Two of these changes are significant and far reaching. The first is of great importance to manufacturers and food processors. Food processors and agriculture might benefit from these proposed changes if they could claim the tax breaks as they develop new products. For example, if a peanut butter producer creates a new way to crush peanuts for peanut butter they could claim research tax breaks for production costs associated with it as they test the new manufacturing process. These testing costs could be deductible as experimental research. Many food producers can prosper from this.

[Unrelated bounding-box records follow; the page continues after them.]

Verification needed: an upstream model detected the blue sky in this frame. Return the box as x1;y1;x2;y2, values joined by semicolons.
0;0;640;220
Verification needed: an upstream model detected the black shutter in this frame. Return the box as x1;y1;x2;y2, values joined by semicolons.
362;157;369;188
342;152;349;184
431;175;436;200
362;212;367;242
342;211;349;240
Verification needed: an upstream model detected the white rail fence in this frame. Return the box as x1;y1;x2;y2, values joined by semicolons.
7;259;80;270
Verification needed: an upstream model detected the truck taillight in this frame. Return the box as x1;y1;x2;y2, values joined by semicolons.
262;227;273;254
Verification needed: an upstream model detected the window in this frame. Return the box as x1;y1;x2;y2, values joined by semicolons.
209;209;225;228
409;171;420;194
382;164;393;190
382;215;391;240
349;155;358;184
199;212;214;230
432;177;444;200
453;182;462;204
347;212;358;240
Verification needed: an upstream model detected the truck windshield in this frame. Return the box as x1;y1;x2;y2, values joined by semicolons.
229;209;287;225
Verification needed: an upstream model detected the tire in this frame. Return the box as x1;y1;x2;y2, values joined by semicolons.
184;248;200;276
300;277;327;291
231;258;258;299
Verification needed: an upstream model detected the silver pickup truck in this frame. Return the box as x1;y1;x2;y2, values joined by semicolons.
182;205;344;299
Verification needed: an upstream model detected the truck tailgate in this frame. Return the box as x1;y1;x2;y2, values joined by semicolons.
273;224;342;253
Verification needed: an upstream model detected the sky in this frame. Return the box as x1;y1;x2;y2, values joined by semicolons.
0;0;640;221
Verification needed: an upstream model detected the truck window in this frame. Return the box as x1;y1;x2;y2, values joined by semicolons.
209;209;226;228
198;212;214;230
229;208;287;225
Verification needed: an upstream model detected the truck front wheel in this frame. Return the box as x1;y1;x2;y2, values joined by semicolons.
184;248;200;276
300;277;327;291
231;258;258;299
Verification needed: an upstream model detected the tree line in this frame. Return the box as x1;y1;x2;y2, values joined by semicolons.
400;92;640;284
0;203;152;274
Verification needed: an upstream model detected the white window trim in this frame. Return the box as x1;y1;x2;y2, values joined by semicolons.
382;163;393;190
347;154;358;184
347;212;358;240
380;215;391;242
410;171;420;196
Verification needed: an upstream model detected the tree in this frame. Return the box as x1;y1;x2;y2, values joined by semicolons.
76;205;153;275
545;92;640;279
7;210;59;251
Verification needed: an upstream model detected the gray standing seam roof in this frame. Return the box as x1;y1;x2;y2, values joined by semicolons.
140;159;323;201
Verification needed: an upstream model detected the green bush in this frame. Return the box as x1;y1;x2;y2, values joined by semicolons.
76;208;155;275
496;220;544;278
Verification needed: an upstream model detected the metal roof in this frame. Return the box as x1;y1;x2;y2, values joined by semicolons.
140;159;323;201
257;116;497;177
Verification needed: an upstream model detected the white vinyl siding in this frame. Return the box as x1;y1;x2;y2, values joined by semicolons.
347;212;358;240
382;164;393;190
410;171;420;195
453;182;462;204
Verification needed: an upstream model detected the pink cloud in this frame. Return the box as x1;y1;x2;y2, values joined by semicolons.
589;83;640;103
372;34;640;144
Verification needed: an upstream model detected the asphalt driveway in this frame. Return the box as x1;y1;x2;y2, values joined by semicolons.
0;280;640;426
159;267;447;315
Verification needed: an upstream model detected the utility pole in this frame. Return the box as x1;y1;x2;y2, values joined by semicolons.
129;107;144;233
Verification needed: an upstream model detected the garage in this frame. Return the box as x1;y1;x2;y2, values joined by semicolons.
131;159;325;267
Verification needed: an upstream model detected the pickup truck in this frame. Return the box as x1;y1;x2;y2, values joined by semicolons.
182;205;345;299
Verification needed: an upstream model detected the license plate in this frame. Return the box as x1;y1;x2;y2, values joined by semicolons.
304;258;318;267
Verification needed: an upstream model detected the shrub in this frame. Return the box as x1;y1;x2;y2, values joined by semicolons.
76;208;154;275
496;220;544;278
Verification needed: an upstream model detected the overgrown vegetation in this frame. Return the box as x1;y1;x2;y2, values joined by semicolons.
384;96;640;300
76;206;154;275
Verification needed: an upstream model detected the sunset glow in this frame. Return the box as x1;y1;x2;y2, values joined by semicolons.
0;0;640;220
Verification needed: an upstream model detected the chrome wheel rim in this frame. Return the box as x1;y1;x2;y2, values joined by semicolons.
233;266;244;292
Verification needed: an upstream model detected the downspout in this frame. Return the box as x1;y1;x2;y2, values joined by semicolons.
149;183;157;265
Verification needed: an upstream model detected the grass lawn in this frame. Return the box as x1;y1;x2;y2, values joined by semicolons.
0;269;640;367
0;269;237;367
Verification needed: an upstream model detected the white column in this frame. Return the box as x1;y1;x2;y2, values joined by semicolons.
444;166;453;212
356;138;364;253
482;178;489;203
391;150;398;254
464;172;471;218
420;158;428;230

Secondly, the Treasury Department has also proposed that the cost of a prototype qualifies even if it later sells as a completed unit. This line between prototypes and production models has often been a source of legal conflict between companies and the IRS. The government hopes to make the distinction clearer. If approved, the rules would apply to future tax filings and could not be enforced until finalized. The new rules stand to make a lot of companies happy. They will clear up a large area of disputable rules in the current law.

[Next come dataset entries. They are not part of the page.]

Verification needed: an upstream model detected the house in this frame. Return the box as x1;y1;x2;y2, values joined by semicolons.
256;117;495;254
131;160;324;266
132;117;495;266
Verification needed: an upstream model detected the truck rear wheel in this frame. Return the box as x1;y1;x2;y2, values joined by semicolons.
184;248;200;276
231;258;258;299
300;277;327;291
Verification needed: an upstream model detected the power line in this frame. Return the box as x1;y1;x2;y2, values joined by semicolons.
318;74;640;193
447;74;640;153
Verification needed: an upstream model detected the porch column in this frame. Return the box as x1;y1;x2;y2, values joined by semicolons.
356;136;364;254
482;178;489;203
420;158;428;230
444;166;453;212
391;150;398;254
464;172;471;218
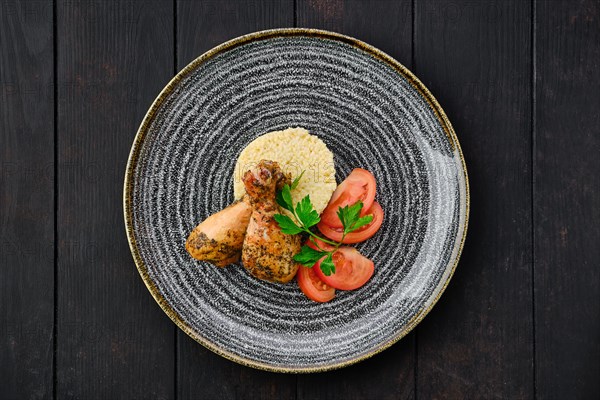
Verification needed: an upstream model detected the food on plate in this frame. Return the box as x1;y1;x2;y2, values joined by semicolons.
317;201;383;244
311;247;375;290
296;260;335;303
186;128;384;303
321;168;377;228
242;161;301;283
233;128;337;213
274;170;383;302
185;195;252;267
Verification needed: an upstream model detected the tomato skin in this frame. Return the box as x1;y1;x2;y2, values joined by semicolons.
312;247;375;290
321;168;377;228
317;201;384;244
296;264;335;303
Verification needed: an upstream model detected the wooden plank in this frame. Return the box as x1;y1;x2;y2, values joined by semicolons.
534;0;600;399
415;0;534;399
297;0;416;399
177;0;296;399
56;0;175;399
0;1;54;399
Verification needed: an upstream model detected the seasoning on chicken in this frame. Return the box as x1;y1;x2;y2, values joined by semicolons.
242;160;301;283
185;196;252;267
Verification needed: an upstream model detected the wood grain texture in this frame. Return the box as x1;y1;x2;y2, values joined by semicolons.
56;0;175;399
415;0;534;399
534;0;600;399
297;0;416;399
0;1;54;399
177;0;296;400
296;0;412;68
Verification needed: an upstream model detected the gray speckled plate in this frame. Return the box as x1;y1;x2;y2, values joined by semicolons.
124;29;469;372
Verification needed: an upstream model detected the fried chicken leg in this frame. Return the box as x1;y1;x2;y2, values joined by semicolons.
185;196;252;267
242;160;301;283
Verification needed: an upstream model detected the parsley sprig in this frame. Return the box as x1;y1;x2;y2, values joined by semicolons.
274;172;373;276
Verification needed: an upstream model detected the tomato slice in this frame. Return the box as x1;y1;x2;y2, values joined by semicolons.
311;247;375;290
317;201;383;244
321;168;377;228
296;264;335;303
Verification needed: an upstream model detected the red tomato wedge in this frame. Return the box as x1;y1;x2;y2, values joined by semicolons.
296;264;335;303
317;201;383;244
312;247;375;290
321;168;377;228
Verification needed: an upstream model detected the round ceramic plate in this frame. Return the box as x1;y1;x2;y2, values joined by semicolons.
124;29;469;372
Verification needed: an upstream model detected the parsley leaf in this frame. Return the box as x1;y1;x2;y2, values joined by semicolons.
275;184;294;213
352;214;373;231
321;253;335;276
294;245;325;267
292;171;306;190
296;195;321;228
273;214;303;235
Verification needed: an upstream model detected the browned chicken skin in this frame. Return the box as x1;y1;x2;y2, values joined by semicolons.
242;160;301;283
185;196;252;267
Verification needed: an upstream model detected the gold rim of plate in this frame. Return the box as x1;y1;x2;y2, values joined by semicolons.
123;28;470;373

A good example of this conflict is the Lockheed Martin Corporation. They claimed $13.6 million of research tax credits. This aerospace company filed a lawsuit against the IRS in December, saying the IRS wrongly rejected the research tax credits that Lockheed claimed for making prototypes resulting from research on a space rocket launcher and a New York City surveillance system. The Lockheed papers which were filed with the court stated that some of the credits were claimed for prototypes which had new designs that were unproven and should therefore qualify as research. The court date is yet to be set in this case. The precedent is that in September 2012, Dow Chemical Co lost a case in U.S. appeals court involving $8 million in research tax credits. Union Carbide, a Dow company, tried to apply credits retroactively to cover the cost of supplies on a prototype that was later sold as finished goods.

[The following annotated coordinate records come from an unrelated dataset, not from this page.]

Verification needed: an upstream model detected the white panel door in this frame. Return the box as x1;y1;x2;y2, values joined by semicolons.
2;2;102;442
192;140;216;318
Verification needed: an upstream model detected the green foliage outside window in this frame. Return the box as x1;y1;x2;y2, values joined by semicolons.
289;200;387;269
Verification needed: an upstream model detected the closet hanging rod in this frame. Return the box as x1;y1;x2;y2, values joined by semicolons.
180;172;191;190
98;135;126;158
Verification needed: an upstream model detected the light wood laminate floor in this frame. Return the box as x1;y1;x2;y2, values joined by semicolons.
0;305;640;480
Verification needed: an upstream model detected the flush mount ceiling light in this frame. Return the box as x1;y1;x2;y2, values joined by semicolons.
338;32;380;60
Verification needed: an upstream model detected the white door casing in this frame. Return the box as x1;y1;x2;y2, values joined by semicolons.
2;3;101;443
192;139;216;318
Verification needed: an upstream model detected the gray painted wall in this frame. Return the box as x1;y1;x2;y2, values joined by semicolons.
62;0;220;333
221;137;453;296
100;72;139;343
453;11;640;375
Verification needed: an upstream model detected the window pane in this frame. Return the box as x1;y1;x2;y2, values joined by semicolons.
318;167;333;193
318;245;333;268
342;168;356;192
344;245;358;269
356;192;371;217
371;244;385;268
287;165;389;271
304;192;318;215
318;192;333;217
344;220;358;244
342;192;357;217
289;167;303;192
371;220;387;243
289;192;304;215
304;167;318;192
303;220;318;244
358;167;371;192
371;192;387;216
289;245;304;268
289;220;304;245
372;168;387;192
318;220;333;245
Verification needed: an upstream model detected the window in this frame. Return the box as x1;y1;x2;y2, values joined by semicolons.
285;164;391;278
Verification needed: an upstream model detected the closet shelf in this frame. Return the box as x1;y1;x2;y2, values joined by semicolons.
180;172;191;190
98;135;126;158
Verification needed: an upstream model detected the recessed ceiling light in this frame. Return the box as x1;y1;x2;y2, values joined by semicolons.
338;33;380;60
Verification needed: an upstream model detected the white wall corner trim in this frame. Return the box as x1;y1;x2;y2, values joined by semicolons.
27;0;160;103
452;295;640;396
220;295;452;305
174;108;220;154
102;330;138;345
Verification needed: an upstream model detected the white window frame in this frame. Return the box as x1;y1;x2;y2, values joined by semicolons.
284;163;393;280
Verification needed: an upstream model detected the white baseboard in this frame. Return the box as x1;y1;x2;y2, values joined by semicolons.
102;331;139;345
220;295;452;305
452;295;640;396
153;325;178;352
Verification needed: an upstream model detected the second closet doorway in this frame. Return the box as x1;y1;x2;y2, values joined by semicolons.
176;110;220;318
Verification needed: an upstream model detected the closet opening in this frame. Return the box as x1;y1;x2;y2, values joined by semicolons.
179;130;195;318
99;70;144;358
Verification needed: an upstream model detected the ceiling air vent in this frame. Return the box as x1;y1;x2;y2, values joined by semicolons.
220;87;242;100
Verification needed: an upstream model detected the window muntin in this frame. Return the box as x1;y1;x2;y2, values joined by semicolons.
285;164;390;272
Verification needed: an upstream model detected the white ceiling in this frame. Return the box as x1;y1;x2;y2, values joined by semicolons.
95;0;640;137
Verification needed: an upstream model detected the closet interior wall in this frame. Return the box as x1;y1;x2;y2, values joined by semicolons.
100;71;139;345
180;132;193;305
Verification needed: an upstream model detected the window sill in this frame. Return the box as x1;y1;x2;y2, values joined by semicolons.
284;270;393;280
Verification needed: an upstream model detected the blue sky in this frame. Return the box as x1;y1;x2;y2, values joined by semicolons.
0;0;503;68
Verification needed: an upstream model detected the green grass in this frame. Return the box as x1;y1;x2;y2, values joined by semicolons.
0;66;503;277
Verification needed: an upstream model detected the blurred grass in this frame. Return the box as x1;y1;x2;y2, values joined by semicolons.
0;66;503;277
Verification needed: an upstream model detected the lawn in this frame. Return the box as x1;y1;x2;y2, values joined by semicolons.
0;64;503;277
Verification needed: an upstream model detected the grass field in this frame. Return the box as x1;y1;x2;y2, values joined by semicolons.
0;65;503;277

There still seem to be gray areas on documentation and how to determine the costs to deduct. This ruling change may not address the fact that Germany's Bayer is facing off against the IRS over $170 million of disputed research credits spanning 17 years. The Bayer Corporation is well known for a variety of products, from aspirin to plastics to fertilizers. It calculated its qualified research expenses (QREs) using a cost center approach. The IRS is denying it. Bayer says the documentation asked for is beyond reason and is requesting that documentation be furnished only in a statistically significant sample. The numbers are significant. For tax years 1990 through 1994, the amount of the credits claimed was $80 million, a number initially agreed upon by the IRS, but now at issue. Based on the tax credit study, Bayer sought a refund for the amount of $49 million. It seems that companies requesting refunds are being looked at more closely than others.
Texas - based Trinity Industries, Inc., one of North America's largest manufacturers of transportation, construction and industrial products, is also fighting a court battle over research tax credits. They are appealing a $5 million tax credit dispute. The court rejected the government's restrictive interpretation of the law and found in favor of the taxpayer. Although the case was a win for taxpayers on some R&D Credit issues, Trinity Industries lost a significant amount of their R&D Tax Credit benefit due solely to their lack of project-level documentation.